Personally, I think the easiest and most cost-effective solution is for me to be allowed to carry an electric cattle prod which I’m free to use with impunity.
Just a suggestion.
As for the self check out problem, the simplest solution is to include a countdown timer. If you can’t manage to figure out how to pay for your purchases within a defined time limit, you forfeit those purchases.
They could even make it exciting by having a clock that ticks away the seconds while the Mission Impossible theme plays.
Or for the old people, they could play the Final Jeopardy music.
Alternatively, since it’s the older people who seem to have the most trouble, they could get slot machine manufacturers to build the self check out registers, as it would give the old people a familiar interface that they’re intimately familiar with. I mean, these people can’t figure out what to do when the screen says “Select Payment Type,” but they can figure out what it means when you’ve got three Cleopatras and a four pyramids on a 9 line penny machine, so there should be a way to capitalize on that.

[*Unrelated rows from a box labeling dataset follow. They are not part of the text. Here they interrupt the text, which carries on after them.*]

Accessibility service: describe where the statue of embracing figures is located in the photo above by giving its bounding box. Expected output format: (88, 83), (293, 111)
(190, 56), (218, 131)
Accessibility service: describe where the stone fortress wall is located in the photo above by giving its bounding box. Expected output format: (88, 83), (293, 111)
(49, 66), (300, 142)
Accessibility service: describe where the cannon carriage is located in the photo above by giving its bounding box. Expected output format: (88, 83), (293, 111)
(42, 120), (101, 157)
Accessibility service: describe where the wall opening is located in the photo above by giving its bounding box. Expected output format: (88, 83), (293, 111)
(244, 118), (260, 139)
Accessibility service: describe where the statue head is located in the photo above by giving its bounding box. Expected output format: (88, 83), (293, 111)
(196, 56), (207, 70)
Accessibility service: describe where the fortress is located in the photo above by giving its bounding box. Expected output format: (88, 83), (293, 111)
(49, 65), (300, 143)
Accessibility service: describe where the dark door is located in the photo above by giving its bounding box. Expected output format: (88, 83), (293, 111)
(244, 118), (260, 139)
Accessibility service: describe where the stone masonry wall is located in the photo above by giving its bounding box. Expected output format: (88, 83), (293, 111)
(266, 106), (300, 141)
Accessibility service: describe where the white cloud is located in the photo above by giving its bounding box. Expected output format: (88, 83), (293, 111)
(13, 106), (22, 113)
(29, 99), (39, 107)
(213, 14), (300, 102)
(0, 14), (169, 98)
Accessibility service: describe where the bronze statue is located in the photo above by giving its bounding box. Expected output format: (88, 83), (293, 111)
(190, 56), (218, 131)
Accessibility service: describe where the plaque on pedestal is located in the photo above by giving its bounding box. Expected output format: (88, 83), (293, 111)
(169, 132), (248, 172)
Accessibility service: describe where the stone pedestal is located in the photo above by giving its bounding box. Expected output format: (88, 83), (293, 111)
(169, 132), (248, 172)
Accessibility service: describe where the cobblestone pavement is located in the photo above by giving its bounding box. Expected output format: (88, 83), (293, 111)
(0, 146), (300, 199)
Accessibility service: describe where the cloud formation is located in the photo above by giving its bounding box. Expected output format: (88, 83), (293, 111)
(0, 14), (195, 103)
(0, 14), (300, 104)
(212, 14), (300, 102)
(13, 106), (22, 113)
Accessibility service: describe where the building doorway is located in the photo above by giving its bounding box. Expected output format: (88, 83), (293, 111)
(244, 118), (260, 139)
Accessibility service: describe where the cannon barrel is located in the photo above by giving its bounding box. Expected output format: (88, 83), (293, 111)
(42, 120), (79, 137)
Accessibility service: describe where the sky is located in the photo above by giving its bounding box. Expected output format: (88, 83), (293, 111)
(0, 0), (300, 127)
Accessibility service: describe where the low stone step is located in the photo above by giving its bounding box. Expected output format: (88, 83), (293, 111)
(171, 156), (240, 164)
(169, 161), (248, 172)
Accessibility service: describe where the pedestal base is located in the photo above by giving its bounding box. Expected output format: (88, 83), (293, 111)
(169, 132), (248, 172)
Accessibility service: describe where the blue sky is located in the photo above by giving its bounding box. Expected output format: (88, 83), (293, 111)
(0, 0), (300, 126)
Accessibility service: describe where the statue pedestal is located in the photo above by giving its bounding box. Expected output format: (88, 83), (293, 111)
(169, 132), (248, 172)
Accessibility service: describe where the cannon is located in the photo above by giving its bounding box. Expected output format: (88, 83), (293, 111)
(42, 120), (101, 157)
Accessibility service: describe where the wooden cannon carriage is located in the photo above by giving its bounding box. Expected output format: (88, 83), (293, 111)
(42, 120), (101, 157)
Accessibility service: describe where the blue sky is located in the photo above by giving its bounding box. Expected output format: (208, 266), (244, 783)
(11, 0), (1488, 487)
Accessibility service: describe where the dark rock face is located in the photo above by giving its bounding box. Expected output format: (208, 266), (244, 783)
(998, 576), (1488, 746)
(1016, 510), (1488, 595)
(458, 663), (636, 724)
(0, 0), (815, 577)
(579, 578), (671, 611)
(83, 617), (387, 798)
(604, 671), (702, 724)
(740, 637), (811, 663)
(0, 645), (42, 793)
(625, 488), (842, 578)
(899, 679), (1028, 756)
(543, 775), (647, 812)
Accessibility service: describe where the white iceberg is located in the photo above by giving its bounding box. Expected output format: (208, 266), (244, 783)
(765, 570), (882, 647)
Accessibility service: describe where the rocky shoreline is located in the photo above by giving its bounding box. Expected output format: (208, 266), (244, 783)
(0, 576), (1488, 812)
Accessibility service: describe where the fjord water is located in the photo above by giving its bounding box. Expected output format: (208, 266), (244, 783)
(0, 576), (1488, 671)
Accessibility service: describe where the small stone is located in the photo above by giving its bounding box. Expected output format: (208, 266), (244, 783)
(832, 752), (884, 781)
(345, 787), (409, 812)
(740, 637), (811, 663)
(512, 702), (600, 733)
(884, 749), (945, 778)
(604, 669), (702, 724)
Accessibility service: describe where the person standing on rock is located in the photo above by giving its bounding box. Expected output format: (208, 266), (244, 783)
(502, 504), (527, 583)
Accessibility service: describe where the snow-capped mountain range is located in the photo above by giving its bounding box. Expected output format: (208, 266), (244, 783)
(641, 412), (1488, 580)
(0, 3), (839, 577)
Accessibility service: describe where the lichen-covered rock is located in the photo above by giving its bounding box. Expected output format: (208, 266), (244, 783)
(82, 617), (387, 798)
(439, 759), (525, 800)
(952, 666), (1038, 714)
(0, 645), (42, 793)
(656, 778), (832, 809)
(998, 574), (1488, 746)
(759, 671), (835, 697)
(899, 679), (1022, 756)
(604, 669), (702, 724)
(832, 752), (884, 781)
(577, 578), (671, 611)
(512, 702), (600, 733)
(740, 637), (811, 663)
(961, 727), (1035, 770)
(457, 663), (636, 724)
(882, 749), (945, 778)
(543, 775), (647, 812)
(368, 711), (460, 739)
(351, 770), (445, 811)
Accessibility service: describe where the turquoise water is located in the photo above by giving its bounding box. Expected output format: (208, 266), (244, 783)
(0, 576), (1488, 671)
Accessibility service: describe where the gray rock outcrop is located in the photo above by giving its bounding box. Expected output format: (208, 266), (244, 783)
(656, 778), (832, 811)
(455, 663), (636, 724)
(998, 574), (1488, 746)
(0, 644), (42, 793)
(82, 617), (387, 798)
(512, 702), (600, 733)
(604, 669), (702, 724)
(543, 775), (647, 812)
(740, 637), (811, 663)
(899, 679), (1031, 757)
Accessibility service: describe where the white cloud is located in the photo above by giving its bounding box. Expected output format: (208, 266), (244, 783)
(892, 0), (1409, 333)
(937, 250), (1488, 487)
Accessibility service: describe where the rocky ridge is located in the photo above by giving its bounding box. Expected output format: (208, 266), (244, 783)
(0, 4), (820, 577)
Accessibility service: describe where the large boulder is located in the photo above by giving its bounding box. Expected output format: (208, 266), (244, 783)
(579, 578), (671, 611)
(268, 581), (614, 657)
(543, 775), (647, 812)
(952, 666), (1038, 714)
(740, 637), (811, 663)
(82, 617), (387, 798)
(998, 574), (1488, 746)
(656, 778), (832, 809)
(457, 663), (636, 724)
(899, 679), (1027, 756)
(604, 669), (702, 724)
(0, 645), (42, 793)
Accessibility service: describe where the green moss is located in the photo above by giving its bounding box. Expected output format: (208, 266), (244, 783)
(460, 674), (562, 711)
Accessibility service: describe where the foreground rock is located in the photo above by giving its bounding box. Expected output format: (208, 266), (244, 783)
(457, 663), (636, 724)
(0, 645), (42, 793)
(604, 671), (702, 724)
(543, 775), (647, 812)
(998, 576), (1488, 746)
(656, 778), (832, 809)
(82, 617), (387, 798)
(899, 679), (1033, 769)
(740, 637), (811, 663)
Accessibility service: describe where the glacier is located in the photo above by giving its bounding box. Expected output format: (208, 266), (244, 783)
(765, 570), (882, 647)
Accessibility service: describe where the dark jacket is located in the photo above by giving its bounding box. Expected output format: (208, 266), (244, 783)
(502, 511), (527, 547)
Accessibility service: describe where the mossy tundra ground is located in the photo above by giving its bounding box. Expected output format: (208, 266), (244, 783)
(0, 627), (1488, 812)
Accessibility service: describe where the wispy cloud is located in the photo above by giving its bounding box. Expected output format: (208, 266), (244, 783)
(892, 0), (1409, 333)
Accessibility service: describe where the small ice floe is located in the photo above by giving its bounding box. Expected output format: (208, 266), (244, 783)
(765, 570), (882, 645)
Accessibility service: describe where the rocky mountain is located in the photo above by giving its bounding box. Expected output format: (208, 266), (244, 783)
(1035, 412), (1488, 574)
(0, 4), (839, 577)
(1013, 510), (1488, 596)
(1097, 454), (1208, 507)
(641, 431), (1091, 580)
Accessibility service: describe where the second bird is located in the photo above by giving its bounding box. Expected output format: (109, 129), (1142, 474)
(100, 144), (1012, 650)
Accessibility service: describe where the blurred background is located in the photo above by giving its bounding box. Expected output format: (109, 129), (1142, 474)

It would add to the fun factor, too, as you could pretend that you’re not just buying ointment and adult diapers, you’re actually pissing away your children’s inheritance.
Wait, that’s a terrible idea. If the registers were like slot machines the old people would never leave.
In any case, that’s going to do it for today’s over-long entry.
I hope you all have a weekend that’s as devoid of people who can’t stay the hell out of your way as possible.